The second, shorter story is The Coin. Set on Bespin, it follows three children, Traff, Moxxin and Vanraya, as they try to keep a coin, they’ve stolen from Lando, getting back to him. This is a short tale with lots of action, but it also is able to delve into a few themes, that really help to set this story apart. The one that I found most interesting, is the idea that there is a class divide on Bespin. These children are stealing because they want something more, that they don’t feel that the current ‘government’ has their best interests at heart. Instead, they rely on a character called Wonn, who they can trade things in to get items that they want. Of course, most places will have a class divide but it is always interesting to see. Also, this story is set just as Lando has taken over administration of the city. He has a lot of pressure to make the right choices, to govern more than just himself. Lando shows that he is a character that grows, who tries to help the people he is tasked with ruling. It would be great to see Zdarsky and Loo return at a later date in Lando’s rule to see if he has tried to eradicate this divide. It is this unique perspective of Lando at the start of his journey at Bespin, of him sacrificing that which he holds dear, for the greater good of the people. It’s the rumblings of doing the right thing that we also see in Scott’s story with Han. The artwork by Loo is also enjoyable to view. It is gritty and really suits this tale.
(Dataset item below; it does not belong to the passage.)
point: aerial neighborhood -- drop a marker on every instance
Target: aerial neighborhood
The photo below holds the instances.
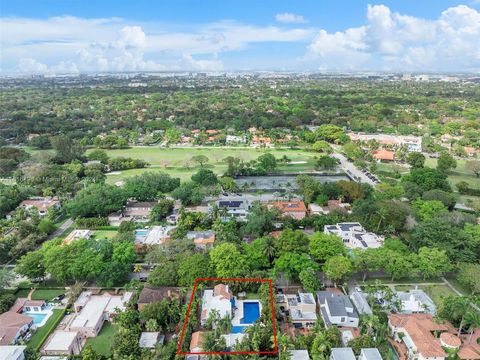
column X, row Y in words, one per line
column 189, row 221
This is an annual of scoundrels, of morals and a love of the original trilogy. More than that, it is taking fans back (or introducing them) to creatures from decades ago. Adventures usually covers different eras, different characters and different themes, yet this annual focuses on just a few and is better for it. I fell in love with the original trilogy first and to have stories that harken back to those characters is exactly what I want from an annual. This issue goes further, for fans of the original Marvel series, there is even more for them. No matter how much you have read, how much you know of the previous works, this annual has enough for everyone. It feels like Star Wars and the extra length afforded to it for being an annual is utilised well by all involved. Both stories I could have kept on reading for several more pages! This is what an annual should be about, one off (although I would happily read more) that celebrate being a fan.
Star Wars Adventures Annual 2021 is a one-shot comic published by IDW. This issue retails at $7.99 and is available all comic book stores in the US and Forbidden Planet in the UK.